He was a close friend and sparring partner of ‘Peerless’ Jim, but the two were not related.
Boyo Driscoll was involved in the post-fight chaos after Jim was disqualified, and was at the heart of the unseemly post-fight brawl with the latter’s corner men which spilled onto the streets of Cardiff.
Boyo Driscoll enjoyed a distinguished boxing career of his own, and in 1904 could claim to be the best flyweight in Britain.
On 1 August of that year he secured a disqualification win over future world bantamweight champion Owen Moran at Cardiff’s Queen’s Hall.
Moran was recognised as British flyweight champion at the time, but Driscoll could not claim the belt because the bout had been fought over two-minute rounds, meaning that he lost the opportunity of becoming Wales’ first British champion.
The Welshman gained a legitimate shot at the title when Moran moved up in weight, but Driscoll was beaten by Jim Kenrick.
Most of the rest of Driscoll’s career was spent in the States where he had a reputation as a crowd pleaser, notably in a notoriously bloody New Year’s Day 1911 battle with Biz Mackey in the Bronx.
Driscoll’s final US bout was his only appearance at Madison Square Garden, a 1912 victory over Young Reilly.
He went from there to Australia where he enjoyed two victories over Charlie Simpson, the first in Sydney and the second in Melbourne.

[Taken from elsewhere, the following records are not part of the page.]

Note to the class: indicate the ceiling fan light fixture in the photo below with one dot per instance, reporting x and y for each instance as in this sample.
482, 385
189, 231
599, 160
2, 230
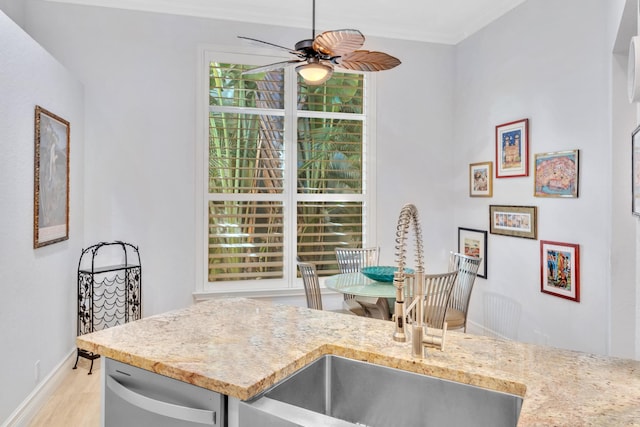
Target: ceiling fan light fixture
314, 72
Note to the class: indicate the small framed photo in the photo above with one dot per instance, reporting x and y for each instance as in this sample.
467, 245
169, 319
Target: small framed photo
51, 179
512, 149
515, 221
474, 243
481, 179
560, 269
635, 172
556, 174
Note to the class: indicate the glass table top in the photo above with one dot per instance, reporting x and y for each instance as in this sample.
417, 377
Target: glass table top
360, 285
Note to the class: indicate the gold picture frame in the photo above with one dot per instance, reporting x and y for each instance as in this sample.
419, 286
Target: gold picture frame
515, 221
481, 179
512, 149
51, 178
556, 174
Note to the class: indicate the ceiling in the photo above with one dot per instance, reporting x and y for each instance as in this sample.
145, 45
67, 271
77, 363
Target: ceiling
438, 21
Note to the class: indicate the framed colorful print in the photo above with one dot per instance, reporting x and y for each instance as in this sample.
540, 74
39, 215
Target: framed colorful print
556, 174
481, 179
515, 221
51, 179
560, 269
512, 149
635, 172
474, 243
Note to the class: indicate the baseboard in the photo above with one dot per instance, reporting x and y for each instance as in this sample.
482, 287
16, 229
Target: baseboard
39, 396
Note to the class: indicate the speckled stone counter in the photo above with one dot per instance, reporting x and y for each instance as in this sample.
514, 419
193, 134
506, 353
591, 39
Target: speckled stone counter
240, 347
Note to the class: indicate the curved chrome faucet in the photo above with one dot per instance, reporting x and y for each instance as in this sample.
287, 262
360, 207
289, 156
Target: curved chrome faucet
408, 217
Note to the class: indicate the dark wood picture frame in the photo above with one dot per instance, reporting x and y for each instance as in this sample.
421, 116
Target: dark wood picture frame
474, 243
515, 221
51, 178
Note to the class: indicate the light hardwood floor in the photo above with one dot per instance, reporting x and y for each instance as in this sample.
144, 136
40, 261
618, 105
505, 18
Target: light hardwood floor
76, 402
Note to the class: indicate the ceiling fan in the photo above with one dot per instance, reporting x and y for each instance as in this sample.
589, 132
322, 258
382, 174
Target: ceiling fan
316, 57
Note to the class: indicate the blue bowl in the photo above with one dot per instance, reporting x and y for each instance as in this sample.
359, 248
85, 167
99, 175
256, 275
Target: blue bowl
382, 273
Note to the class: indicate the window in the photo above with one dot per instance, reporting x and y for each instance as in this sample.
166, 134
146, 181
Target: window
285, 173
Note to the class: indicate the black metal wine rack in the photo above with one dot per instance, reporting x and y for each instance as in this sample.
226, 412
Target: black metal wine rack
109, 289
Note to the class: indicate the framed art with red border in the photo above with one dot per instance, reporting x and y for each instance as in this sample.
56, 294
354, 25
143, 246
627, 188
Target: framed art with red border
560, 269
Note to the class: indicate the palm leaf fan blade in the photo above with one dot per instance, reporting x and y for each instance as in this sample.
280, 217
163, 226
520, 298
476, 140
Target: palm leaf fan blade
364, 60
338, 42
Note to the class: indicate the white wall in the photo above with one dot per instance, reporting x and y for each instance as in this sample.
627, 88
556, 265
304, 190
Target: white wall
139, 71
436, 114
535, 63
38, 286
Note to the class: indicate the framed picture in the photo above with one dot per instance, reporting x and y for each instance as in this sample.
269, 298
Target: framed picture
474, 243
556, 174
635, 172
512, 149
51, 179
481, 179
516, 221
560, 269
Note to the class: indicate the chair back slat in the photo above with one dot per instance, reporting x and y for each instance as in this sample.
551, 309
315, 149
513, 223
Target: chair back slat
467, 267
437, 292
311, 285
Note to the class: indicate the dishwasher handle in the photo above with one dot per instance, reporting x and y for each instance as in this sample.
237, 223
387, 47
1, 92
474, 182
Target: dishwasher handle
182, 413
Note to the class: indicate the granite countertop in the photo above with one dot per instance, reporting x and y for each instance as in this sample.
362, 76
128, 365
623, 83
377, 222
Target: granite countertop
240, 347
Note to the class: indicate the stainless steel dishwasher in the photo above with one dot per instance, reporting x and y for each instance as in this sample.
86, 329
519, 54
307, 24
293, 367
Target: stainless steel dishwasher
139, 398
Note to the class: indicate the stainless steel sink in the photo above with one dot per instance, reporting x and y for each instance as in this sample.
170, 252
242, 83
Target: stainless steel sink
335, 391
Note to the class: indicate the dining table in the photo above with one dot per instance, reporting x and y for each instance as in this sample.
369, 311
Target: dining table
360, 285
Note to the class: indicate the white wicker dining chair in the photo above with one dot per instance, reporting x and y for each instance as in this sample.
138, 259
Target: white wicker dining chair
311, 285
351, 260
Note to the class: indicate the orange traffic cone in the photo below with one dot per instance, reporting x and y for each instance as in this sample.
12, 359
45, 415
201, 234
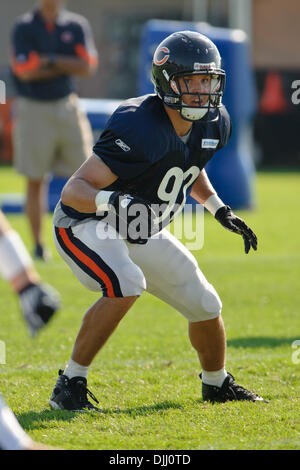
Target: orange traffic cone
273, 100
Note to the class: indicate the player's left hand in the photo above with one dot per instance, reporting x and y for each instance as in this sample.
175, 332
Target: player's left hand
229, 220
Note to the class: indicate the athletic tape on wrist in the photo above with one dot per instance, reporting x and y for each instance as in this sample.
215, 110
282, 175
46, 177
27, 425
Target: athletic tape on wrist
213, 203
14, 257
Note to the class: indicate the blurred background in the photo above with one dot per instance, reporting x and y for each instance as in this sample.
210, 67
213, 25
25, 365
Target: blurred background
272, 30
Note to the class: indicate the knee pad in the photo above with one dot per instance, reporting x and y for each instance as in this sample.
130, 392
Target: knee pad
132, 279
210, 301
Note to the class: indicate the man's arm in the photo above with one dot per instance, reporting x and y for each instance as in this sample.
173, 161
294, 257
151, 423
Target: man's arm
203, 192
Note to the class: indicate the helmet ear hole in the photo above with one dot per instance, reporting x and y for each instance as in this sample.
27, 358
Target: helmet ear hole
188, 53
174, 86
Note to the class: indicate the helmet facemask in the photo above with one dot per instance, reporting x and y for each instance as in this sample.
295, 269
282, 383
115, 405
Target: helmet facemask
195, 104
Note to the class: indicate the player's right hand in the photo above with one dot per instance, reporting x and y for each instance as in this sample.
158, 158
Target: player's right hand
136, 220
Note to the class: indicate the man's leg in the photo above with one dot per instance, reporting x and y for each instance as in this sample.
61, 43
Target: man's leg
38, 301
173, 275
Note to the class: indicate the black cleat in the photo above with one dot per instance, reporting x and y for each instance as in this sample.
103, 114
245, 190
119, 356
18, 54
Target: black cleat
71, 394
38, 303
230, 391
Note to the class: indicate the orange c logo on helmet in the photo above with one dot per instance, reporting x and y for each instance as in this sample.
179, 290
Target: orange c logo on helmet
161, 56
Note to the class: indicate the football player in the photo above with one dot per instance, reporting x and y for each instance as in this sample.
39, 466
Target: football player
38, 300
151, 155
12, 435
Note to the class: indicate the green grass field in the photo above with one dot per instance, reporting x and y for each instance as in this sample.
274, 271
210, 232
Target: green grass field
146, 377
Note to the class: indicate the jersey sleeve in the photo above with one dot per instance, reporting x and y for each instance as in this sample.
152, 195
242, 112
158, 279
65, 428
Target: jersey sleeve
85, 47
225, 128
120, 155
24, 57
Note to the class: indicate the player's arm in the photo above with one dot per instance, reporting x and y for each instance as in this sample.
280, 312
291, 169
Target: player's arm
70, 65
82, 188
84, 62
203, 192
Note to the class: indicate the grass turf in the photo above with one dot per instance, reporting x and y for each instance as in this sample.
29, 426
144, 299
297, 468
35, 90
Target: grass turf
146, 377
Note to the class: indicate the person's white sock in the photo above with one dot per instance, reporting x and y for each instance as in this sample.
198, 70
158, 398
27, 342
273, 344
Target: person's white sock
215, 377
73, 369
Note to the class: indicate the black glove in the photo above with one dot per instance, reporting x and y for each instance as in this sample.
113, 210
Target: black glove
135, 219
229, 220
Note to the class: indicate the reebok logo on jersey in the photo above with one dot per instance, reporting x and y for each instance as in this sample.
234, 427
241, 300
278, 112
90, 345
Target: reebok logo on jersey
122, 145
210, 143
124, 202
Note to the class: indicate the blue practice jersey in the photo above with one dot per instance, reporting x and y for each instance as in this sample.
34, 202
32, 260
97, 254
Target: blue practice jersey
140, 146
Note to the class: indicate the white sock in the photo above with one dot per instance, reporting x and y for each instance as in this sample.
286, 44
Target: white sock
73, 369
215, 377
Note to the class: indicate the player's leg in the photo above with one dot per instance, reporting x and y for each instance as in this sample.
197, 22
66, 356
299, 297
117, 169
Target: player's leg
173, 275
34, 139
38, 301
103, 266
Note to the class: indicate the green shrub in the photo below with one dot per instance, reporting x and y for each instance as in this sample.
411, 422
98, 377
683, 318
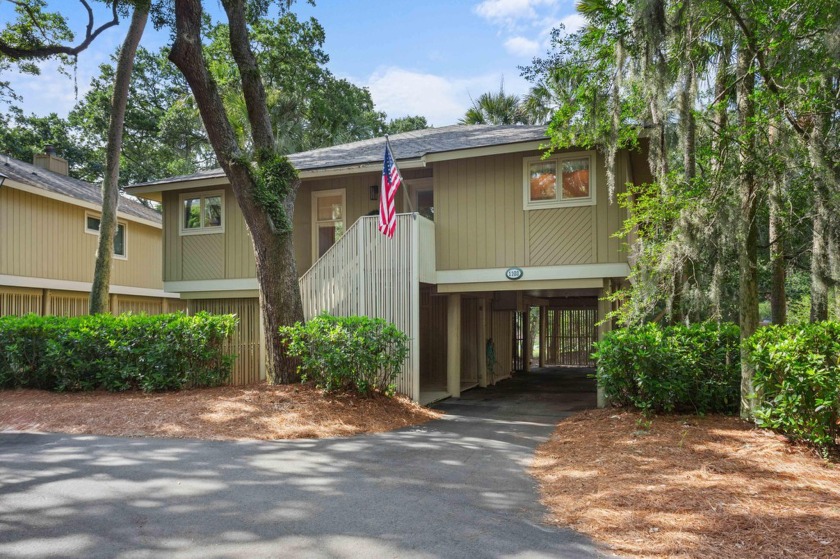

By this stage he was badly affected by rheumatism, though, and Driscoll returned to Cardiff and retirement.
Boyo Driscoll in Peerless Jim
There are plentiful descriptions of Boyo in Alexander Cordell’s 1984 novel Peerless Jim, a fictional account of the life and times of Jim Driscoll.
Cordell states that the book is based on “known facts”, although that claim is much doubted amongst sports historians. The author puts this analysis of Boyo’s fighting style into the mouth of his namesake, Jim:
“Boyo fought like a terrier, he always did; his style never varied.
“He’d come charging in, swarming all over you, swinging like a madman from every angle; he’d lay on you; he’d hook underneath and over the top in the clinches, he’d rub shoulders with his chin: he was a bar-room brawler and he fought like an American.
“At his best he’d take a decision off a wildcat like the great Birmingham featherweight, Owen Moran. At his worst you could clip him on the chin with a friendly one, and he’d drop.”